How To Choose a Logo

Designing a logo for your business can be a challenging undertaking—involving time, resources and internal debate. Sometimes the logo choice is clear, but too often a logo design is held up when the decision making becomes harder than it needs to be.

We understand—a logo sets the stage for the rest of your brand. Many times it’s the first thing your clients will see and use to remember your firm by, so it should be taken seriously. So here’s what you should keep in mind when presented with logo redesign concepts:

It has staying power

An effective logo can last you for decades. Don’t pick a logo that’s “trendy” or may become irrelevant over time. It’s best to avoid over stylized fonts or design gimmicks like gradients and drop shadows that will go in and out of style. Instead, plan for success. Business owners hope their company will grow year upon year. A logo should be there with you along the way.

It’s unique

Going against the norm is sometimes difficult. In B2B, where so often the logo is a stylized version of the company name using a typeface, think instead of how your logo could differentiate your business. Icon-driven logos are a nice way to present your brand with an image that leaves a mental “stamp” in your prospective clients minds. For example, CPA firm McGladrey utilizes a logo pairing their name in a sans serif font and a simple icon. While the icon is abstract and simple, it expresses growth and partnership.

It’s versatile

A logo can have a myriad of applications. Aside from the obvious (letterhead, business card, website), today a logo can be found on just about anything. Think of pens, golf shirts, car wraps and more. Even if you don’t think your business will be sponsoring a golf tournament any time soon, you may donate to a cause or receive an industry award. Your logo should easily apply to the needs of these applications.

It’s simple

The whole point of a logo is to build recognition. A simplified logo (think Target, Nike, IBM) makes it easier for prospects to process your brand. Humans are bombarded by imagery everyday, so creating something that is easy to recall helps your business long-term.

It doesn’t say everything

While this goes along with simplicity, it’s vital to point out that your logo doesn’t have to communicate every component of your business at first glance. A literal logo design can pigeonhole your firm. Going back to McGladrey, their business has grown from CPA services and tax consulting to include retirement resources and wealth management. Their logo doesn’t visually represent any of those practices, rather it’s an abstract metaphor, leaving room for future growth and new service deliveries.

It’s consistent

The application of your logo must be extremely consistent. That’s why companies (big and small) utilize brand guides that dictate how a logo should and should not be used. It’s the consistent application over and over again that helps the client link the brand mark with the company. This consistent application is made easier when the logo is both versatile and simple.

Don’t overthink it

If you’re feeling overwhelmed or uninspired by options, remember that picking a logo doesn’t need to incite some overpowering emotion.

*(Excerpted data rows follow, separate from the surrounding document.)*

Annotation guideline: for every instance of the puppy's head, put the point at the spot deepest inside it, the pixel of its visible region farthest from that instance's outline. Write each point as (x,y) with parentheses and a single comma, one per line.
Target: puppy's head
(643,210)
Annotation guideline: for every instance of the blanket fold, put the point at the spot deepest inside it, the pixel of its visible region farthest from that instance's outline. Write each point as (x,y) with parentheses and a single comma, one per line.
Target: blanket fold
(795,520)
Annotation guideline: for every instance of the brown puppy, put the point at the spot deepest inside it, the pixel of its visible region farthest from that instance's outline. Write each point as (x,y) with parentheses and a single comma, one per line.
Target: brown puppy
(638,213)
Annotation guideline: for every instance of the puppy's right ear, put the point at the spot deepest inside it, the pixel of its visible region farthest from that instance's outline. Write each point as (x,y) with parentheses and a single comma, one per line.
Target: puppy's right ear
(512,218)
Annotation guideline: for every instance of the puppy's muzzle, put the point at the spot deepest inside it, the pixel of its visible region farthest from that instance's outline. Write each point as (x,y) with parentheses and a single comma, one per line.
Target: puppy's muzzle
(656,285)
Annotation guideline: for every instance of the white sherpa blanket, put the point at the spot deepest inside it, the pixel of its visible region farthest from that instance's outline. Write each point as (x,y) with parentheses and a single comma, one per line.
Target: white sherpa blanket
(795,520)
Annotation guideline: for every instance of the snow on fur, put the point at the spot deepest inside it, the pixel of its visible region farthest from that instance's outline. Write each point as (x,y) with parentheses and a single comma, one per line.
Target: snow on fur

Many times business owners focus too long on a logo, going through ten or more revision rounds, forsaking the benefit of having a professionally designed logo in the first place. Remember, you don’t need to love it right away. Ask to see the logo in a few applications (e.g. on a website homepage, a business card, social media profile) so you can gain a better picture of what it looks like in its “natural environment.”

Limit the peanut gallery

This is a critical step to pick out a new logo. Logos in the end are very subjective and should ultimately reflect the vision of its leader. With this in mind, limit the number of opinions to no more than three trusted colleagues. More than that and you’ll receive contradictory feedback and no decisions.

Over time the consistent application of your logo and the forward momentum of your business is what gives your logo or brand mark its real value. When the Target executives first saw their logo, their socks weren’t knocked off.  It’s the application of their logo, corporate culture and tremendous business growth, that have given strength to such a brand.